> C libraries typically return opaque pointers to their data structures, to hide...

rectang · on March 13, 2021

> ABI compatibility

Rust provides ABI compatibility against its C ABI, and if you want you can dynamically link against that. What Rust eschews is the insane fragile ABI compatibility of C++, which is a huge pain to deal with as a user:

https://community.kde.org/Policies/Binary_Compatibility_Issu...

I don't think we'll ever see as comprehensive an ABI out of Rust as we get out of C++, because exposing that much incidental complexity is a bad idea. Maybe we'll get some incremental improvements over time. Or maybe C ABIs are the sweet spot.

anfilt · on March 13, 2021

Rust has yet to standardize an ABI. Yes you can call or expose a function with C calling conventions. However, you cant pass all native rust types like this, and lose some semantics.

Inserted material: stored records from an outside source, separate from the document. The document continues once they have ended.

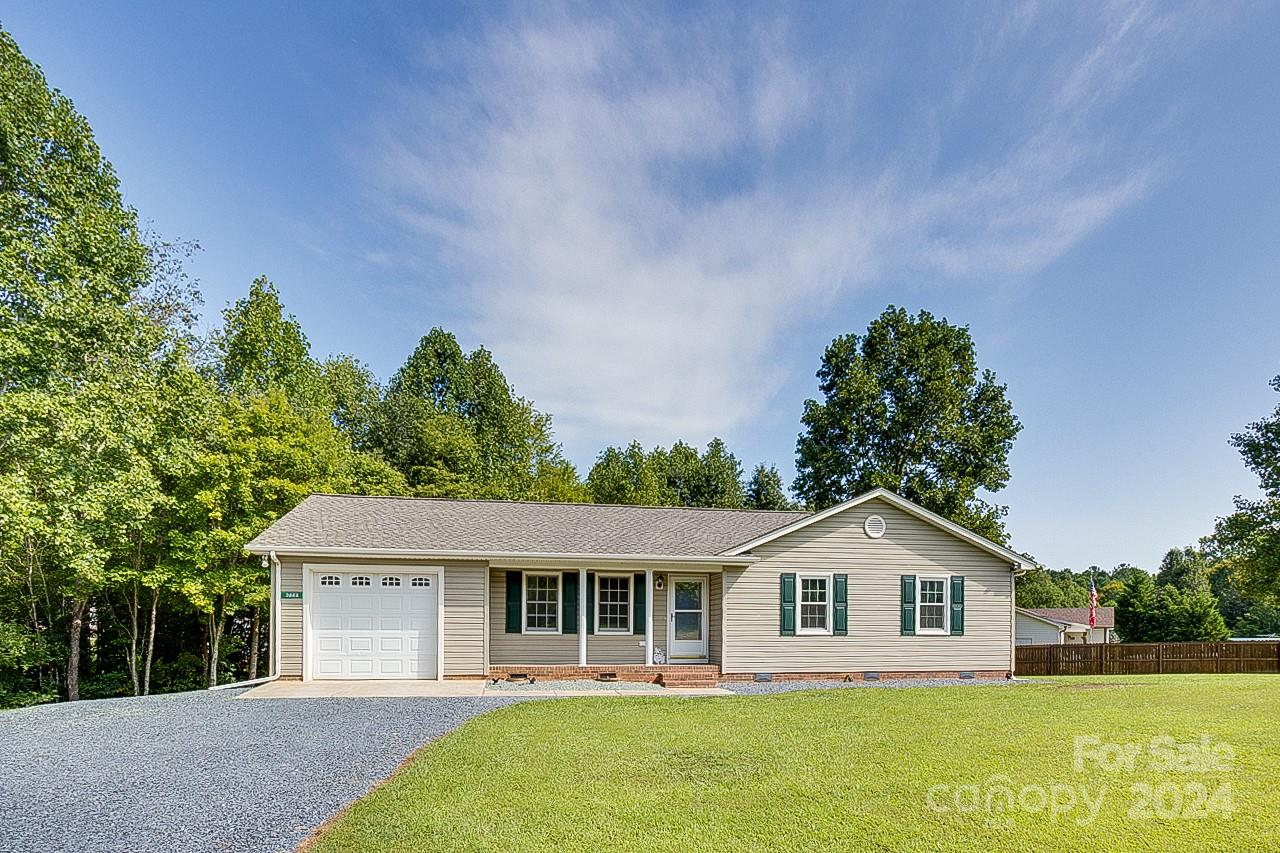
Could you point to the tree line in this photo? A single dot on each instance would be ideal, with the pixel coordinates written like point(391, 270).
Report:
point(1228, 584)
point(137, 456)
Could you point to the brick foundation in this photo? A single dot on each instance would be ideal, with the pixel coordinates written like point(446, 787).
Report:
point(860, 676)
point(703, 675)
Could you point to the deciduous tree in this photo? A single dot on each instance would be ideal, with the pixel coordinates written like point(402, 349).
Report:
point(904, 406)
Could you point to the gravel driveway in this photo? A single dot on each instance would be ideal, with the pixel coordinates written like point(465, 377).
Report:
point(201, 771)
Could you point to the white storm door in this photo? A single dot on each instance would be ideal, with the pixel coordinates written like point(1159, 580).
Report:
point(374, 624)
point(688, 623)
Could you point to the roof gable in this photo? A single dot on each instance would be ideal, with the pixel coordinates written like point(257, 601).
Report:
point(387, 525)
point(1106, 616)
point(899, 502)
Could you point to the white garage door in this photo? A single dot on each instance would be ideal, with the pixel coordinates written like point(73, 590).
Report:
point(374, 624)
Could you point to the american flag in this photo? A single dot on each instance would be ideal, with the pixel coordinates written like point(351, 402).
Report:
point(1093, 605)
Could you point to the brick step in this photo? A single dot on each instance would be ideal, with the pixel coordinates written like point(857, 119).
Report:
point(691, 680)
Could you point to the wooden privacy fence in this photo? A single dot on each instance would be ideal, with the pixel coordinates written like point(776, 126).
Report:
point(1147, 658)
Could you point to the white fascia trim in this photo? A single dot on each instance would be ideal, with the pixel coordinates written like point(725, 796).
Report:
point(1016, 560)
point(1055, 623)
point(720, 560)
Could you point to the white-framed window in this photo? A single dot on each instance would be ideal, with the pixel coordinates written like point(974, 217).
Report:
point(933, 603)
point(613, 603)
point(542, 602)
point(816, 601)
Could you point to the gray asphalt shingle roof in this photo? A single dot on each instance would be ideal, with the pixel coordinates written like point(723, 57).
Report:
point(439, 524)
point(1106, 616)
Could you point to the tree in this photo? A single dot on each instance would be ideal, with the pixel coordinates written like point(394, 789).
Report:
point(1037, 589)
point(676, 477)
point(1187, 568)
point(260, 347)
point(1249, 538)
point(356, 397)
point(1165, 614)
point(629, 477)
point(766, 491)
point(74, 346)
point(905, 407)
point(1137, 611)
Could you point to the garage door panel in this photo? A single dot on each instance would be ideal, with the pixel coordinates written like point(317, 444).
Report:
point(374, 632)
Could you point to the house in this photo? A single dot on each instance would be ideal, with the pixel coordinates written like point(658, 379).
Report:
point(1048, 625)
point(429, 588)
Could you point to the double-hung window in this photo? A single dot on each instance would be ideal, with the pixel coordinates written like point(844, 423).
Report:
point(814, 605)
point(613, 603)
point(932, 610)
point(542, 603)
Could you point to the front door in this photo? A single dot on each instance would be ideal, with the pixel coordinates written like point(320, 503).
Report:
point(688, 632)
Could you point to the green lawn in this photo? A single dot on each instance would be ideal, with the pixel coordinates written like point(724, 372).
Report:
point(842, 770)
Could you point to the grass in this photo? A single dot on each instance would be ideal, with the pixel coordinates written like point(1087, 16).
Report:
point(839, 770)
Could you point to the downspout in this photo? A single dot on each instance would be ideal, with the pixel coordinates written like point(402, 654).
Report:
point(274, 639)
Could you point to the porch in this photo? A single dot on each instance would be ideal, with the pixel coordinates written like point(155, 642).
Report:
point(672, 675)
point(659, 625)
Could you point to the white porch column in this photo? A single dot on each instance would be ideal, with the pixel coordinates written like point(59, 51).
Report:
point(649, 616)
point(581, 616)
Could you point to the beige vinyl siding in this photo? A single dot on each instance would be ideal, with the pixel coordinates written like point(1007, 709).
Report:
point(1038, 632)
point(464, 611)
point(714, 635)
point(874, 566)
point(291, 619)
point(464, 619)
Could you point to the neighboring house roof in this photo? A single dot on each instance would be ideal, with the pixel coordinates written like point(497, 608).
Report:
point(1078, 616)
point(357, 524)
point(901, 503)
point(1032, 614)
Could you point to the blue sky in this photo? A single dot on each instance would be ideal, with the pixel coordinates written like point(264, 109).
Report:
point(657, 217)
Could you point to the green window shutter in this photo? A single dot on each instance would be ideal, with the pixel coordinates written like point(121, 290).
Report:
point(958, 605)
point(638, 606)
point(908, 605)
point(568, 624)
point(841, 606)
point(787, 598)
point(515, 589)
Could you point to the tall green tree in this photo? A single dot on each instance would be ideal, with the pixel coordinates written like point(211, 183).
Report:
point(275, 439)
point(676, 477)
point(1249, 538)
point(453, 425)
point(1185, 568)
point(74, 349)
point(904, 406)
point(764, 491)
point(629, 475)
point(1147, 612)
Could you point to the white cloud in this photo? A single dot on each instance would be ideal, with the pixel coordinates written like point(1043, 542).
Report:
point(640, 211)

However, as the parent comment you responded to you can enable LTO when compiling C. As rust is mostly always statically linked it basically always got LTO optimizations.

johncolanduoni · on March 13, 2021

Even with static linking, Rust produces separate compilation units a least at the crate level (and depending on compiler settings, within crates). You won't get LTO between crates if you don't explicitly request it. It does allow inlining across compilation units without LTO, but only for functions explicitly marked as `#[inline]`.

moonchild · on March 13, 2021

Swift has a stable ABI. It makes different tradeoffs than rust, but I don't think complexity is the cliff. There is a good overview at https://gankra.github.io/blah/swift-abi/

kelnos · on March 13, 2021

Swift has a stable ABI at the cost of what amounts to runtime reflection, which is expensive. That doesn't really fit with the goals of Rust, I don't think.

saagarjha · on March 13, 2021

This is misleading, especially since Swift binaries do typically ship with actual reflection metadata (unless it is stripped out). The Swift ABI does keep layout information behind a pointer in certain cases, but if you squint at it funny it's basically a vtable but for data. (Actually, even more so than non-fragile ivars are in Objective-C, because I believe actual offsets are not provided, rather you get getter/setter functions…)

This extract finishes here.